Anyway, now is the time of year for plenty of events, triathlons, races etc so how do you train to build your speed?
13 tips to swim faster
- Go to the pool. Yes, we love swimming in the ocean but it’s not making you quicker. Laps of the pool make you quicker. Interval training makes you quicker.
- Train fast to get faster: Don’t train at 50% or even 90% max effort – you can’t get faster doing that. You have to train at 100% effort. You have to swim faster than you have swum before to increase your speed in the water. If you are not pushing yourself to top speed in training, you won’t be able to go fast in a race or event. This might mean you have to swim shorter distances – down to 25m at a go – to really ensure you are pushing yourself to maximum pace.
- Quality of metres, not quantity of metres, is what counts if you want to increase your swim speed. Lots of kilometres, swum relatively slowly is the training you do if you want to swim slowly for a long distance. If you want to increase your speed, do this: swim fast, rest, then swim faster, rest again, repeat. If you want to swim fast for a long distance in the open water, you have to mix things up. Swim fast intervals a couple of times per week at the pool then do one long swim each week.
- Relax to swim fast. All this info is not designed to stress you out. You can’t grit your teeth and pull hard through the water and get faster. Everything has to be fluid. Your technique has to be better than ever before if you want to travel through the water faster than ever before. The water is unforgiving of bad technique. The water loves you if you do things correctly.
- Be firm in your core, don’t wiggle and snake through the water. Reach out in front until your elbows are straight. Be long. Develop a feeling of reaching so far with your shoulders and back that you are stretching yourself longer and taller. Maintain a firm spot just under your belly button.
- Get narrow and straight. Like a streamlined torpedo. Legs close together. Arms coming straight through under the water and straight back through the air, close to your body. That means high elbows.
- Rock, don’t roll. When you reach forward, rock using your abs in your stomach. Your shoulder will move forward and your other shoulder will turn so it’s out of the water, allowing your recovering arm to cleanly get back to the front for the next stroke. Your hips though need to stay fairly stable, not rolling from side to side.

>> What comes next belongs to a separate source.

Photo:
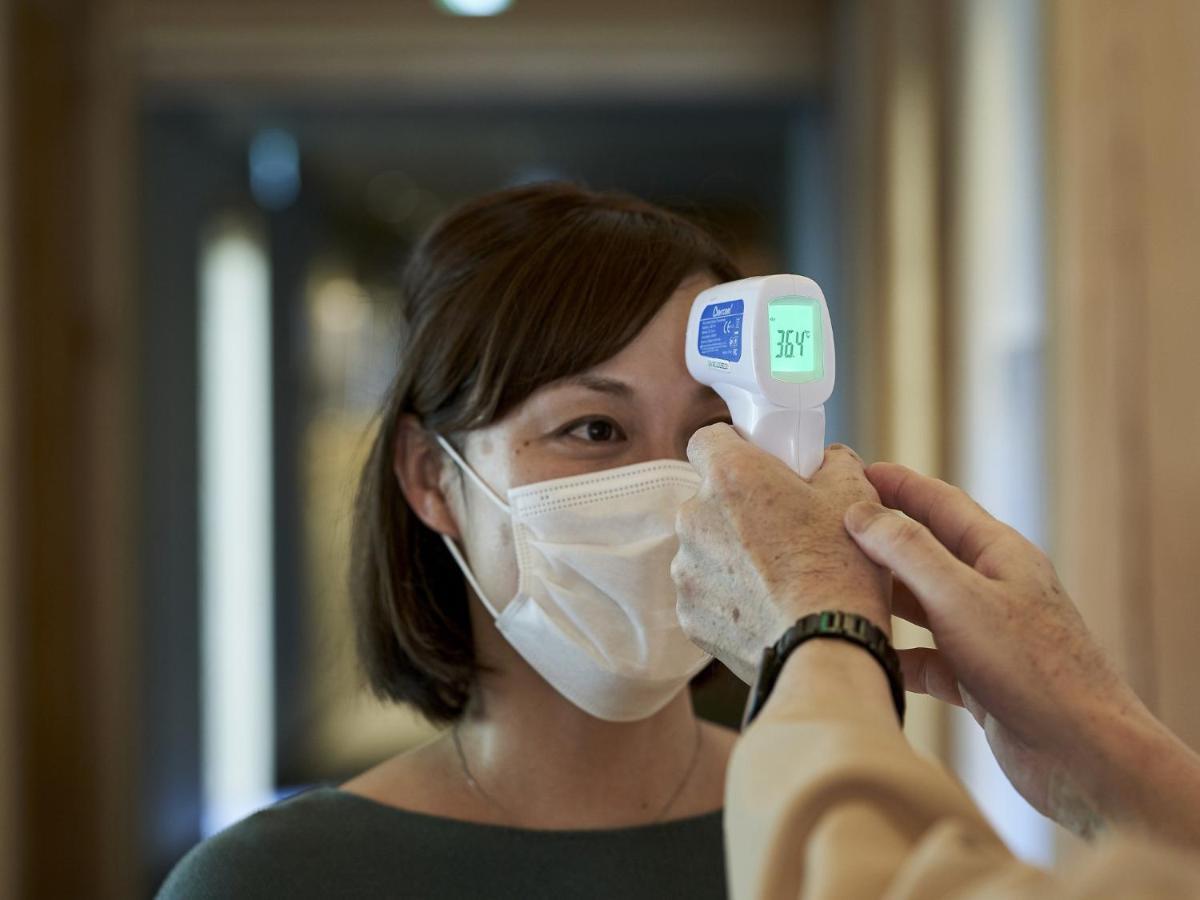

- Faster stroke rate? Yes. Shorter stroke length? No. The best way to tire yourself out is to take lots of strokes. Every stroke has to count and be worth the effort you’re making. Don’t give up on your stroke halfway – keep pushing until your thumb flicks past your hip or thigh.
- Your kick has to be pretty good. Keep legs close together, pretty straight and toes pointy. Your legs can undermine all your upper body effort. A good kick can even give you some go-forward speed but the first consideration is to keep them up behind you, at the top of the water.
- Fingers get wider apart – The faster you swim, the wider apart your fingers need to be. You have to be grabbing more water.
- Elbows need to be high, forearms vertical really early in your stroke and your hand has to get ‘behind’ your elbow asap.
- Breathing – Your head can’t lift up to breathe if you want to go quickly. You need to keep it low and have faith that your speed will make a bow wave and a pocket of air behind it with the top of your head – if your head is low when you breathe in. One goggle in the air and one goggle in the water is the key.
- When you start to get it – it all clicks, you rise up just slightly in the water, there’s a bow wave, you can feel the rush of the water and you are superhuman. The water loves you and you will want more of that, it’s addictive. Ian Thorpe said: “Swimming is my art.” This isn’t endorphins flowing from physical activity, recent science has debunked a lot of that anyway. This is a technical masterwork you have created yourself by being relaxed, in control of your physical self and able to spend serious energy without things falling apart. You’re a junky. Be proud.